E para um político que se dizia “anti-sistema”, a ida de Bolsonaro para o PL e sua aliança com o Centrão são fatos que também esvaziam a retórica anticorrupção. Exemplos de desvios e mau uso do dinheiro público envolvendo o atual governo e políticos desse bloco não faltam. Reportagem recente de O Globo mostrou que em 2021 o Fundo Nacional de Saúde (FNS) entregou boa parte dos R$ 7,4 bilhões em emendas — parte vinda do orçamento secreto — a redutos eleitorais de figuras do Centrão.
“Arthur Lira indicou R$ 149 milhões em emendas do relator através do fundo. Já a mãe de Ciro Nogueira, a senadora Eliane Nogueira, do PP, foi responsável por indicar R$ 174 milhões do orçamento secreto. Desse montante, R$ 80 milhões foram destinados para cidades do Piauí comandadas por aliados de Ciro e Bolsonaro”, escreveu João Filho, do The Intercept Brasil, sobre o caso.

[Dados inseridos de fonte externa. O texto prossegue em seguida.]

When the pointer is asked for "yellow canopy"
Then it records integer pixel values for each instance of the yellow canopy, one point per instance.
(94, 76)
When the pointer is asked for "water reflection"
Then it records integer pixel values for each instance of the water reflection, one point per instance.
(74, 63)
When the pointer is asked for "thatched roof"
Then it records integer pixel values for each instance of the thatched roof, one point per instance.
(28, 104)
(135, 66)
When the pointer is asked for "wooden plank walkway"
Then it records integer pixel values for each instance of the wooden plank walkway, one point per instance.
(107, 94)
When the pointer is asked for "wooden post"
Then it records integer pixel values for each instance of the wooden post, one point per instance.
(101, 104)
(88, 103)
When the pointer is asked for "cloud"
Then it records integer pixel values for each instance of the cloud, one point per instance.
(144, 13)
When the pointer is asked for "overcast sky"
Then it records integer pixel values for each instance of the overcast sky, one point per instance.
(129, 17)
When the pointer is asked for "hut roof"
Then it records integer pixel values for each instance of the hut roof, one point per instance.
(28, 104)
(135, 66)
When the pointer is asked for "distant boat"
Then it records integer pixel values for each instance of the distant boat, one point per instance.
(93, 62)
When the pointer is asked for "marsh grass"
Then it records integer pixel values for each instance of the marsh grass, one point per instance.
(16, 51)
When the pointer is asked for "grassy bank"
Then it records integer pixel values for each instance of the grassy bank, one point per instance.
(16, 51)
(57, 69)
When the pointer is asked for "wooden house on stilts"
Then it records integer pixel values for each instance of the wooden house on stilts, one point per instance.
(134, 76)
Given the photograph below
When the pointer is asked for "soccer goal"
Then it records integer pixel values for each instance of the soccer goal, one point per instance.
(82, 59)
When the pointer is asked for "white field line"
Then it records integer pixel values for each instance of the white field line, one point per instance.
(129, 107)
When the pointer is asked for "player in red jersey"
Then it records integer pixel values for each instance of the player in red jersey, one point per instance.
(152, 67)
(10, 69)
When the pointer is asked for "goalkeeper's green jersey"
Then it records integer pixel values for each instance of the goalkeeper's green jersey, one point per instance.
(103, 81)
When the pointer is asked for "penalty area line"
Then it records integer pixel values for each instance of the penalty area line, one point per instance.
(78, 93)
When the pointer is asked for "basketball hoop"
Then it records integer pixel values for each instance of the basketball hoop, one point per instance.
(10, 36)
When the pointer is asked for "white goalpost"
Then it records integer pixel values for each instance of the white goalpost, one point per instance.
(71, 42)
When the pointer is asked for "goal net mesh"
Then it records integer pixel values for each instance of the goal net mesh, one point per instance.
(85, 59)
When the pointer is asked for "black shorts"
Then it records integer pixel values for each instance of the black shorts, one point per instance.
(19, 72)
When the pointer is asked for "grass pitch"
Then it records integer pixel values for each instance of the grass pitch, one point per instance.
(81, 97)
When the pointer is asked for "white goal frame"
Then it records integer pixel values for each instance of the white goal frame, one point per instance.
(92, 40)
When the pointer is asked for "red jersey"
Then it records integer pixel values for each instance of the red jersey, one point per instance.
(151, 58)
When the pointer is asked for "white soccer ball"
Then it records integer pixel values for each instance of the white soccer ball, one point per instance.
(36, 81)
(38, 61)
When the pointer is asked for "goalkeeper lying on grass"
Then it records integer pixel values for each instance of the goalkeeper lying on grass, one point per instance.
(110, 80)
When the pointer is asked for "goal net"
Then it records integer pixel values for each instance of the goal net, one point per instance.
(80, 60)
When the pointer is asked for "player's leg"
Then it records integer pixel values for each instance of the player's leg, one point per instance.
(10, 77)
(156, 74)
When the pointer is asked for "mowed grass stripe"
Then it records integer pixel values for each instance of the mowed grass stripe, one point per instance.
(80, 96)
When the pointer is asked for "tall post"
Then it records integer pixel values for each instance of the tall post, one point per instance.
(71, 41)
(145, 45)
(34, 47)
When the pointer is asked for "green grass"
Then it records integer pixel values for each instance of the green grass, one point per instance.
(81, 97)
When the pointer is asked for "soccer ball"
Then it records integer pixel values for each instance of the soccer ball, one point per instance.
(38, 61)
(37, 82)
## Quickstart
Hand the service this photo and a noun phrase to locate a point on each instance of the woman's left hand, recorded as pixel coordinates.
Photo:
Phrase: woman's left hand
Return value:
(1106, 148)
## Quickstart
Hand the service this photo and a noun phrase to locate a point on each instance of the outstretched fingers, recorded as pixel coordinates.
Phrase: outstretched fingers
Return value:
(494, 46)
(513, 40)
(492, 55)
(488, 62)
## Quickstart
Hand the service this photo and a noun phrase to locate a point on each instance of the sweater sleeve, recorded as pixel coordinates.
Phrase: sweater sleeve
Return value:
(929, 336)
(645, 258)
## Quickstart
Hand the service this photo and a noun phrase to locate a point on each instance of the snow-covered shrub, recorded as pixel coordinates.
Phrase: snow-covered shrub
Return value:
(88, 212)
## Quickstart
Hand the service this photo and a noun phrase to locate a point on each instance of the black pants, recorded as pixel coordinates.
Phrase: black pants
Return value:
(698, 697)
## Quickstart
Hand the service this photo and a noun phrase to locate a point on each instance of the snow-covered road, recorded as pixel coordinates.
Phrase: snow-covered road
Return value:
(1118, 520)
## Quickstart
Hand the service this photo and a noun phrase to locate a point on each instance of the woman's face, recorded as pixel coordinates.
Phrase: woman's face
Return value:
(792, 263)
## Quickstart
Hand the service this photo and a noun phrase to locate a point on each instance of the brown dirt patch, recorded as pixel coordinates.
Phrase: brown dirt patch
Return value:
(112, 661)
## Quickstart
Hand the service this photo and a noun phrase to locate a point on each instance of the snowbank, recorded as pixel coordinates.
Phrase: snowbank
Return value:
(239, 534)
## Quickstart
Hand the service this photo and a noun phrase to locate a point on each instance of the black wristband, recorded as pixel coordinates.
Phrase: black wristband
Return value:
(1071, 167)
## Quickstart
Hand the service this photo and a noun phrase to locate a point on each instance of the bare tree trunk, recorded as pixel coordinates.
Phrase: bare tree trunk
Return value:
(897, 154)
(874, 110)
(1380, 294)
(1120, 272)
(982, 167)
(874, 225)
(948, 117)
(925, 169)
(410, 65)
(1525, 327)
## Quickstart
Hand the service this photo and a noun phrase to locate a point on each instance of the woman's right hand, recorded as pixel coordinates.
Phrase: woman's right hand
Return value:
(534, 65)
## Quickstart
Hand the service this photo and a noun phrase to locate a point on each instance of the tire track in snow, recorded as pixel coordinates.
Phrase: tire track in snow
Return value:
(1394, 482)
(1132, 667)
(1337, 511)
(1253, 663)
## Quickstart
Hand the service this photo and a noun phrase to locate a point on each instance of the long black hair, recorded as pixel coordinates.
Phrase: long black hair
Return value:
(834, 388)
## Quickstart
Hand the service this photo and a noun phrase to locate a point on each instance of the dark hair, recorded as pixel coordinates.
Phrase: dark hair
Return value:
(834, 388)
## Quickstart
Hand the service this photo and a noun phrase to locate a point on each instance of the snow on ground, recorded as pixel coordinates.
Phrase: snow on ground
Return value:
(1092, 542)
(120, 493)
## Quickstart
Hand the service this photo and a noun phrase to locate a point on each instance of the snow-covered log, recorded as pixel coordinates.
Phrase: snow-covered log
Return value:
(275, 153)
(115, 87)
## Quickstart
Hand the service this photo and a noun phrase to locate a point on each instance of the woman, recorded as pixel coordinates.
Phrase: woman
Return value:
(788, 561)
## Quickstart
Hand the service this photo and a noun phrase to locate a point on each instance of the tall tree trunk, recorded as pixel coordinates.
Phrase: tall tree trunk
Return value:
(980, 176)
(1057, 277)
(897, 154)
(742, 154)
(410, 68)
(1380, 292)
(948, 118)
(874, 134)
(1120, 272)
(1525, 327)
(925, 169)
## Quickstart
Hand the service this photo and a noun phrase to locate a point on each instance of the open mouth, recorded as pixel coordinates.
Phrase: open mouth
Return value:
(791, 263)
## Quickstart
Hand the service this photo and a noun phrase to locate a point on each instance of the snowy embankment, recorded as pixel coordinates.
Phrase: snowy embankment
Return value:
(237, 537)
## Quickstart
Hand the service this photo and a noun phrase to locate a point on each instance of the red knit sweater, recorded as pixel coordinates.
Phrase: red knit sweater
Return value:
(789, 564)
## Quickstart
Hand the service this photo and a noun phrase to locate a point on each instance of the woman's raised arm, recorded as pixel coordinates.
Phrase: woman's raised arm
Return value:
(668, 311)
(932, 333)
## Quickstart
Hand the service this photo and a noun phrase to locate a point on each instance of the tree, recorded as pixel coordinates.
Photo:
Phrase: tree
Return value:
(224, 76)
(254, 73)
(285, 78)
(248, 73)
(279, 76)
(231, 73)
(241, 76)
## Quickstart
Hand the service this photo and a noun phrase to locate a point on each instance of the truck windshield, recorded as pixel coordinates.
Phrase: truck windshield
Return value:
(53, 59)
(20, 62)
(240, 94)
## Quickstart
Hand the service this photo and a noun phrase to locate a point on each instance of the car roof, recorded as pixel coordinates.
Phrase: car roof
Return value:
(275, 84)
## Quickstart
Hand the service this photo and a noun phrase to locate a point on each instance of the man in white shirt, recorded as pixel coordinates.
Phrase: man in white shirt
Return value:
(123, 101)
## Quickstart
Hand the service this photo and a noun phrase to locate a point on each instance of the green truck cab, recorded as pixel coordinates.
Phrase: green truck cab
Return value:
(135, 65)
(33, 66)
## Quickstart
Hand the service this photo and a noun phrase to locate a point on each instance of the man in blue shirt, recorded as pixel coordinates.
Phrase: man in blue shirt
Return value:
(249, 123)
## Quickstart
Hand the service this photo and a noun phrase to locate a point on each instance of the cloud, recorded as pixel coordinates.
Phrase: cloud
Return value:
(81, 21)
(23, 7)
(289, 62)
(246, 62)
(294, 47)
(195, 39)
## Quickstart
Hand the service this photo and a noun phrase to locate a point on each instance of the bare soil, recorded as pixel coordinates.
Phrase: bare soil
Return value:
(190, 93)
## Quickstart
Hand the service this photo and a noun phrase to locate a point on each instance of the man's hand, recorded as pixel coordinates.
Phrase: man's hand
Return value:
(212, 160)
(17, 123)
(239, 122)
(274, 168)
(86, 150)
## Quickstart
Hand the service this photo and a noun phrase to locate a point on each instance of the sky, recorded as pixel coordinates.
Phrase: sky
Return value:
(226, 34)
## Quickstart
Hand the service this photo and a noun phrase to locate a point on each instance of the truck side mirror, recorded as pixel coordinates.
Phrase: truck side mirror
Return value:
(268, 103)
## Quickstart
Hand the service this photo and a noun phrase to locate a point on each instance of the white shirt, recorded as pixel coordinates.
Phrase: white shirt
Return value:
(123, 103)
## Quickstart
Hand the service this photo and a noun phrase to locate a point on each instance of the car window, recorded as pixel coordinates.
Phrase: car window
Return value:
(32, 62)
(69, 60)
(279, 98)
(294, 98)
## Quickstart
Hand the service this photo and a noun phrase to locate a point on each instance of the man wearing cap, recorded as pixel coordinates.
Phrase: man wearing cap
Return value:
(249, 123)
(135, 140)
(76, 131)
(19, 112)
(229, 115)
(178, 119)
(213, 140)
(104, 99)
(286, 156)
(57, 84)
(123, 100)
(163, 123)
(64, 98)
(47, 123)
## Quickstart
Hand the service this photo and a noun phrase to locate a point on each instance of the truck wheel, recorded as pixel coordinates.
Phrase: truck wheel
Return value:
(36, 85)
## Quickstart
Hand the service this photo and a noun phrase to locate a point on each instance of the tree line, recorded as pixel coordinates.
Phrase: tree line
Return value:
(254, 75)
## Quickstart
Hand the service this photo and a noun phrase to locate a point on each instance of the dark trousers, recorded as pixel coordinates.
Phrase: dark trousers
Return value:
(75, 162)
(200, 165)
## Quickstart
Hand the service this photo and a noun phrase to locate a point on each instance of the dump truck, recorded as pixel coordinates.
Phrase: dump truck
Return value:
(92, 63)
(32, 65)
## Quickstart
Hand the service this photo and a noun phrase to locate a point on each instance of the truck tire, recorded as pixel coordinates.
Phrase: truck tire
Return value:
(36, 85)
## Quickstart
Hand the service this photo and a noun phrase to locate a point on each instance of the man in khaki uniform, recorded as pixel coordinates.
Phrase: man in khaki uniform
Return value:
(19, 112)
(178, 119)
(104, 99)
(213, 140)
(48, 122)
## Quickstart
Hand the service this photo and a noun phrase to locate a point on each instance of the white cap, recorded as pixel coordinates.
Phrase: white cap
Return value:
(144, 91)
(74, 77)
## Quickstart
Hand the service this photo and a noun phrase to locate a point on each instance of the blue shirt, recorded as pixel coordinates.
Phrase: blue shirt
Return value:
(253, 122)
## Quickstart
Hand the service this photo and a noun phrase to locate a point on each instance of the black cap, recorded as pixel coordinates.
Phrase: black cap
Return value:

Vale lembrar também denúncia feita por O Estado de S.Paulo sobre a compra superfaturada de caminhões de lixo e sua entrega a pequenos municípios, independentemente de suas necessidades, usando também as emendas de relator.
As emendas de relator — ou “orçamento secreto” —, aliás, são um capítulo à parte na gestão Bolsonaro. Por não terem um mecanismo de controle e monitoramento quanto ao seu pagamento e destino, essas emendas são usadas para que o governo possa “passar a boiada” em tudo que lhe interessa no Congresso e para que sejam viabilizados esquemas para lá de suspeitos — como estes já relatados acima. Somam-se à lista, por exemplo, o caso da Codevasf (Companhia de Desenvolvimento dos Vales do São Francisco e do Parnaíba) e o superfaturamento nos valores de ônibus escolares em licitação que acabou sendo suspensa.
Mesmo nesse cenário, no debate realizado domingo (28), Bolsonaro tentou jogar o problema da corrupção sobre a gestão do ex-presidente Lula e na entrevista ao Jornal Nacional no dia 22 declarou que “estamos num governo sem corrupção”. Mas, ao que parece, apesar de seu esforço em mostrar o contrário, a população não está totalmente convencida: recente pesquisa Datafolha apontou que para 73% dos brasileiros, há corrupção no governo Bolsonaro.